После немцев и японцев переписку разрешили и другим иностранным гражданам. К Жаку это не относилось, потому что советская власть не признавала его иностранцем. Поскольку в Советском Союзе у него не было родственников, все годы он не получал и не отправлял писем. В тюрьмах строгого режима заключенных уводили для чтения писем путем сложных маневров из общей камеры и запирали в одиночке. Хотя Жак не получал никакой почты, его уводили в одиночную камеру, так же как его товарищей. В «Утопии» он с юмором рассказывал, как ритуал чтения писем позволял гэбистам иметь разговоры с глазу на глаз с заключенными; однажды один офицер попросил описать ему ту помпейскую влюбленную пару из Лувра, которую извержение вулкана застигло посреди любовных утех. Самое забавное было, как смутился офицер, когда в разгар рассказа не вовремя появился надзиратель. В ГУЛАГе даже сотрудник КГБ боится, что подчиненные поймают его на любопытстве к эротически-эстетическим вопросам.
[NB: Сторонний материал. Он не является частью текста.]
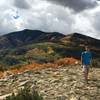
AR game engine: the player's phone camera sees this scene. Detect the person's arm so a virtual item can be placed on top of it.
[81,54,83,65]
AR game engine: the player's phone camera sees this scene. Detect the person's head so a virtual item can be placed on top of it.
[85,46,90,51]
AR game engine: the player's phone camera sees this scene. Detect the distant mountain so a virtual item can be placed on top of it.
[62,33,100,49]
[0,29,100,67]
[0,29,64,48]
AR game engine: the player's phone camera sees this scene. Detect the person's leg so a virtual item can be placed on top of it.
[83,65,89,83]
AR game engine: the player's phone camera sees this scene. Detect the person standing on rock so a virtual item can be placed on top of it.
[81,46,92,83]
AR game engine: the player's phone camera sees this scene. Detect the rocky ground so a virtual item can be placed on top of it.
[0,65,100,100]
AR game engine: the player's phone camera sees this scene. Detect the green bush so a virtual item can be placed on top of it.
[6,88,43,100]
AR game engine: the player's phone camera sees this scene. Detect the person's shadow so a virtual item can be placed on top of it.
[88,79,100,89]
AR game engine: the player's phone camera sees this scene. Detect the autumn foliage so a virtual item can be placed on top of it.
[0,58,79,77]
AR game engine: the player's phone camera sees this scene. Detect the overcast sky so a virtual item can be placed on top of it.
[0,0,100,39]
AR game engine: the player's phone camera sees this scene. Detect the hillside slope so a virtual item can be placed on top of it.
[0,29,64,49]
[0,29,100,70]
[0,65,100,100]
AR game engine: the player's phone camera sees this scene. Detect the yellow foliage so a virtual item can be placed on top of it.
[47,47,54,54]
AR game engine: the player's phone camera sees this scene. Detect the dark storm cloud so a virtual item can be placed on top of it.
[14,0,30,9]
[46,0,97,12]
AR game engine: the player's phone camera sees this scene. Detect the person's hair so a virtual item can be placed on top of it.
[85,46,90,50]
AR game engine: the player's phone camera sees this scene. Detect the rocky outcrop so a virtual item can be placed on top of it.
[0,65,100,100]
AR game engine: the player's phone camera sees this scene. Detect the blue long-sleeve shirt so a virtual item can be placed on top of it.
[81,51,92,65]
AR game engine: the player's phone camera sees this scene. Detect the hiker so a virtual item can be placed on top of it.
[81,46,92,83]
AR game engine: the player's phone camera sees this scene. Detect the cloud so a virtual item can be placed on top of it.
[14,0,31,9]
[46,0,97,12]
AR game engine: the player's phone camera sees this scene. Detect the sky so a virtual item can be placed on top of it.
[0,0,100,39]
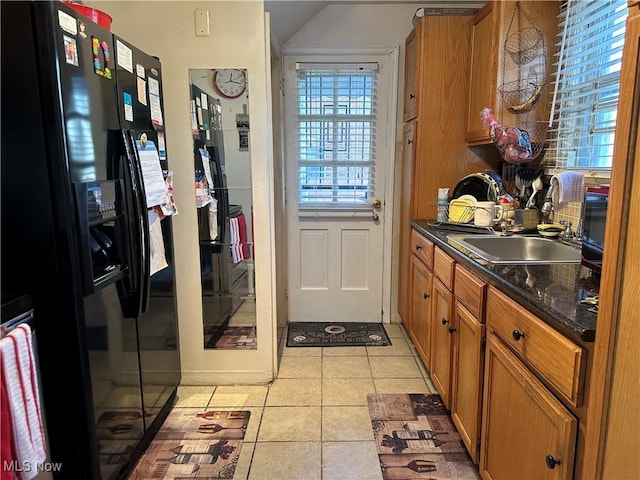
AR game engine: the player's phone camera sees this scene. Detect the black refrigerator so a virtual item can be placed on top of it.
[0,1,180,479]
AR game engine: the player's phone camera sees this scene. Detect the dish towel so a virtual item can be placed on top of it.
[548,172,585,208]
[0,323,47,480]
[229,214,244,263]
[238,214,251,260]
[0,375,15,480]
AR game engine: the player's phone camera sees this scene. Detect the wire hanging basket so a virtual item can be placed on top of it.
[494,120,548,164]
[504,26,544,65]
[498,78,546,115]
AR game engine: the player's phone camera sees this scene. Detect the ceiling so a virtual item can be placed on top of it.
[264,0,479,45]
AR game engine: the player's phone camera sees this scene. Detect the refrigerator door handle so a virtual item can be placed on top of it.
[130,131,151,313]
[122,131,150,317]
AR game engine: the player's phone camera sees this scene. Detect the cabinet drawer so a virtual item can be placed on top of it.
[411,229,433,268]
[433,248,456,291]
[487,287,585,407]
[453,265,487,323]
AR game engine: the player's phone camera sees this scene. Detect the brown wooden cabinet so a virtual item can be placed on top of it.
[451,265,486,463]
[403,22,424,122]
[398,121,416,329]
[465,0,560,145]
[451,301,485,463]
[409,255,433,365]
[480,334,578,480]
[404,229,434,368]
[398,15,488,324]
[429,255,456,408]
[480,287,584,479]
[466,2,501,145]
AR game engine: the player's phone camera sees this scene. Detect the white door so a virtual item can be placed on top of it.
[284,50,397,322]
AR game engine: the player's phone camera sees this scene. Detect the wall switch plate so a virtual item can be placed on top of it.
[194,8,209,37]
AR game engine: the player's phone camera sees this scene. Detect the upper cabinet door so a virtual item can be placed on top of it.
[466,2,500,145]
[466,0,560,145]
[403,19,423,122]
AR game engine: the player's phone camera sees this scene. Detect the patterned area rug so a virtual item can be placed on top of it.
[287,322,391,347]
[367,394,480,480]
[129,409,251,480]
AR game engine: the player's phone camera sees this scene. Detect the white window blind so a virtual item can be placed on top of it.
[297,63,377,209]
[549,0,627,169]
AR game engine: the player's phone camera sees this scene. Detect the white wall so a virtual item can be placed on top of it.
[87,0,275,384]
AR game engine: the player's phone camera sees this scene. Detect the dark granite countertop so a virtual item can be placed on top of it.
[411,220,598,343]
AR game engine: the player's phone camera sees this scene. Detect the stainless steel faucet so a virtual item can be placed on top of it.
[560,220,573,240]
[540,195,554,222]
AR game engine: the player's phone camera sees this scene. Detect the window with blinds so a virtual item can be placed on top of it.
[297,64,377,210]
[550,0,627,169]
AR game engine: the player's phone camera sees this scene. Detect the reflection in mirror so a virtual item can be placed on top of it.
[189,69,257,350]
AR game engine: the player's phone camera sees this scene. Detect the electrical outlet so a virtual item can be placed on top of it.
[194,8,209,37]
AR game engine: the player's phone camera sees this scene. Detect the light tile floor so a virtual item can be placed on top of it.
[151,324,450,480]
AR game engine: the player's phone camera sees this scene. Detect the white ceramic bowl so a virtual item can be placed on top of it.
[538,223,564,238]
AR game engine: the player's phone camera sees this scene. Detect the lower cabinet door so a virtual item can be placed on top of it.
[410,255,433,368]
[429,276,456,409]
[451,301,484,463]
[480,333,578,480]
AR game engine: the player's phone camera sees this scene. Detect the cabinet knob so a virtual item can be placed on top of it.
[544,455,560,470]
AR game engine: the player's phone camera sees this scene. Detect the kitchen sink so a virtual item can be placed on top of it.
[447,235,580,265]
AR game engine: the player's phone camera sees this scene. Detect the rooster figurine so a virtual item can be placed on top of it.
[480,107,533,163]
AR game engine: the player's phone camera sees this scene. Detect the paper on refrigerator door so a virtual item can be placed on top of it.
[148,210,169,275]
[136,140,167,208]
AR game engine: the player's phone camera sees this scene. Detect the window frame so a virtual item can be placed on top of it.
[547,0,627,174]
[295,62,379,213]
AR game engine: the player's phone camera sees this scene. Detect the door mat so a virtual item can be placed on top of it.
[287,322,391,347]
[367,393,480,480]
[214,325,258,350]
[128,408,251,480]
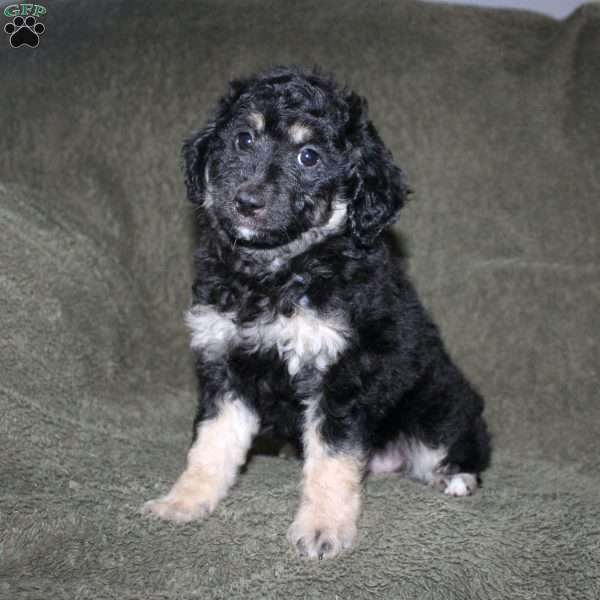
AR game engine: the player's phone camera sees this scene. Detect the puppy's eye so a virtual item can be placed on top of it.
[298,148,319,167]
[235,131,254,150]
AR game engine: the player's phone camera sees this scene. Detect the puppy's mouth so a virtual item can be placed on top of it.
[223,214,291,250]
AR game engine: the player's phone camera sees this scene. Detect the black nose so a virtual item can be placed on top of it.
[235,190,265,217]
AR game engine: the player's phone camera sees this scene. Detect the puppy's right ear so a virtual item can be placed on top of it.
[183,122,216,203]
[183,79,254,203]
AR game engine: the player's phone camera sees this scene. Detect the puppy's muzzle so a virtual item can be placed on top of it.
[234,190,265,217]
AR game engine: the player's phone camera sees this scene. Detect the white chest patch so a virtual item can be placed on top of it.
[186,305,349,375]
[185,304,237,358]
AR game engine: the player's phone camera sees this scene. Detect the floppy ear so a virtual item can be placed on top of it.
[183,79,249,203]
[346,93,409,247]
[183,122,215,203]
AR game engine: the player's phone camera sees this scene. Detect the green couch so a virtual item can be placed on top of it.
[0,0,600,600]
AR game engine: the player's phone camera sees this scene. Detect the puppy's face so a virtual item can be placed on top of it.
[184,69,406,248]
[204,99,345,246]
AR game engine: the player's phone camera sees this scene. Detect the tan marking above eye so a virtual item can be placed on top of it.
[248,112,265,133]
[288,123,312,144]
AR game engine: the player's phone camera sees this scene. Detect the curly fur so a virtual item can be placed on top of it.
[146,67,490,557]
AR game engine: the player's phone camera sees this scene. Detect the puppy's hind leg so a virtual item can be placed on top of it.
[142,393,259,522]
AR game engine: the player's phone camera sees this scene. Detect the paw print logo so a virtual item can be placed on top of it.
[4,16,46,48]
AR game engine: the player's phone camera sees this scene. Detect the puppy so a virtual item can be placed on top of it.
[144,67,490,558]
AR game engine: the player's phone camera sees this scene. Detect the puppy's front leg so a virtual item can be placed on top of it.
[288,424,365,559]
[142,393,259,522]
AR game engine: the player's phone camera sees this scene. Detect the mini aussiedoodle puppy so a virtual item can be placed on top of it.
[144,67,490,558]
5 марта умер от кровоизлияния в мозг Иосиф Виссарионович Джугашвили, он же Сталин. С двадцатых годов его превозносили на все лады как божество, твердили его имя в каждой радиопередаче, в каждом номере всех газет на десятках языков. И вот бессмертный, гениальный, мудрый Сталин, наш любимый отец, добрый, гуманный, «Ленин сегодня», лучший друг артиллеристов, шахтеров, детей, колхозников, летчиков, танкистов и угнетенных народов, испустил дух. И одновременно угас его мрачный двойник, «Гуталин», «рыжий», «усатый», «зверь», «рябой черт». В тот день Жак находился в карцере Александровского централа. «Случайно. Даже не помню, почему я туда угодил».
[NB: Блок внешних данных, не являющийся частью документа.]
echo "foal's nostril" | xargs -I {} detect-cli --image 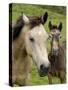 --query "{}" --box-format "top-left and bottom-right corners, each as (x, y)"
(40, 64), (45, 70)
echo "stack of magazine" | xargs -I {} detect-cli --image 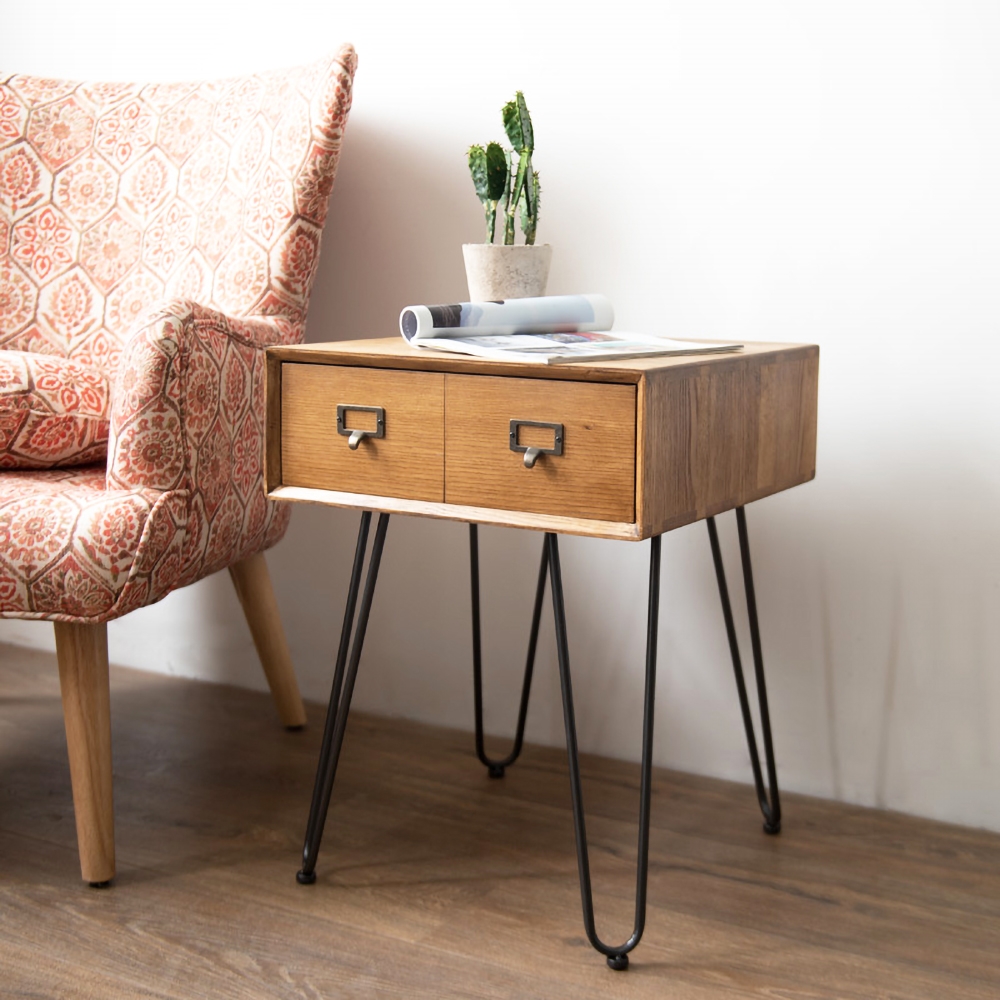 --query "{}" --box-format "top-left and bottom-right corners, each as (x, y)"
(399, 295), (743, 365)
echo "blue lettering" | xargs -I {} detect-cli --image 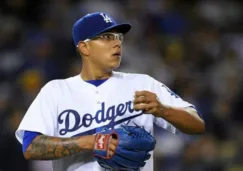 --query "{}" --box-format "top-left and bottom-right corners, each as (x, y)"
(82, 113), (93, 127)
(58, 109), (80, 135)
(126, 101), (134, 113)
(58, 101), (142, 135)
(116, 104), (127, 116)
(106, 106), (115, 120)
(95, 102), (106, 124)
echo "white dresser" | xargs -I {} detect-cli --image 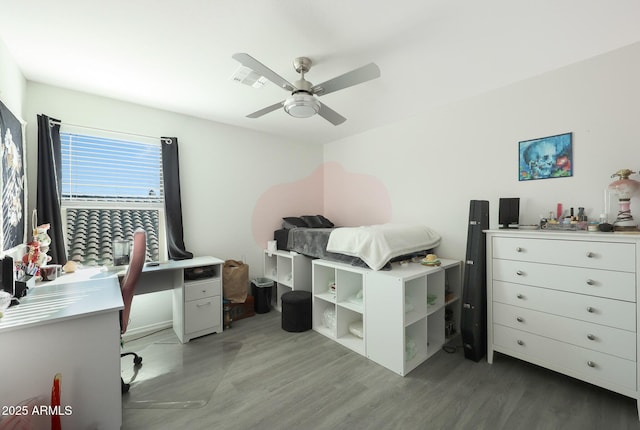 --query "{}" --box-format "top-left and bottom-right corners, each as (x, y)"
(486, 230), (640, 410)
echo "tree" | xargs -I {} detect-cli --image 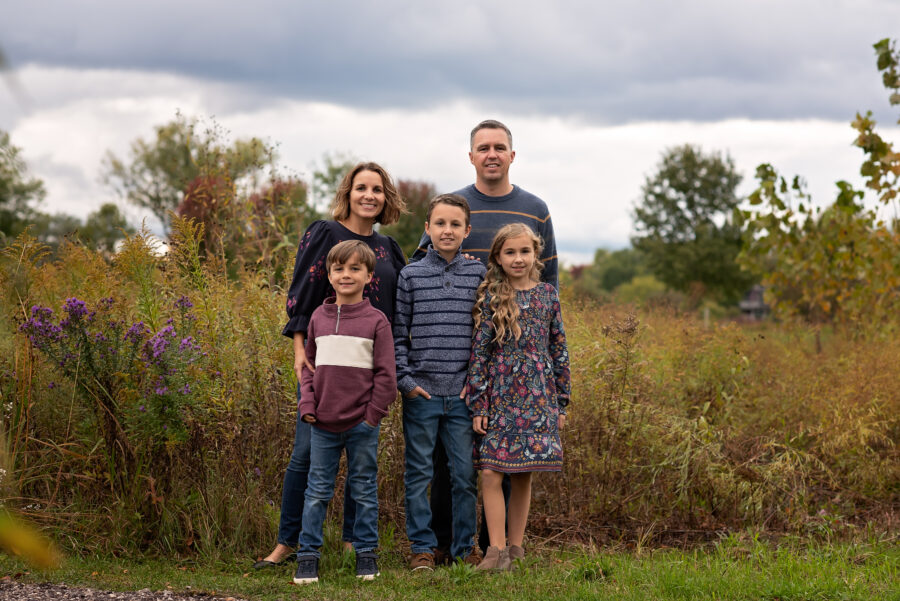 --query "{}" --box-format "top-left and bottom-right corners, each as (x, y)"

Он узнает эту новость спустя пять дней, когда вернется в камеру, от трех товарищей по несчастью, немцев и австрийца, имеющих право читать газеты. Потрясающая новость не вызвала никакого шума, ничуть не отразилась на бюрократическом распорядке. В ГУЛАГе день смерти Сталина ничем не отличался от прочих дней. Жак помнил, кто был в этот день дежурным надзирателем в карцере, но не заметил ни малейших изменений в его поведении. «Мы с моими немецкими друзьями были всё же удивлены. Думали: “Как же отлажена эта машина! Умер великий рулевой, а в мотор не проникла ни одна песчинка!” Позже, когда я был уже в коммунистической Польше, друзья рассказали мне, что в польских политических тюрьмах в день смерти Сталина и в последующие дни их заставляли часами стоять по стойке “смирно”– они понятия не имели почему: ведь в тюрьму не проникали никакие новости. “У нас” всё было не так. Но постепенно и довольно быстро, особенно после ареста Берии, дисциплина смягчилась. Например, в камерах заключенные стали говорить громко. Потом расхрабрились настолько, что стали подходить к окну и даже выглядывать наружу, смотреть на других заключенных, которых выводили во двор на прогулку. Прямо как в капиталистических тюрьмах! Какая свобода! Признаться, после стольких лет тишины этот шум меня даже утомлял».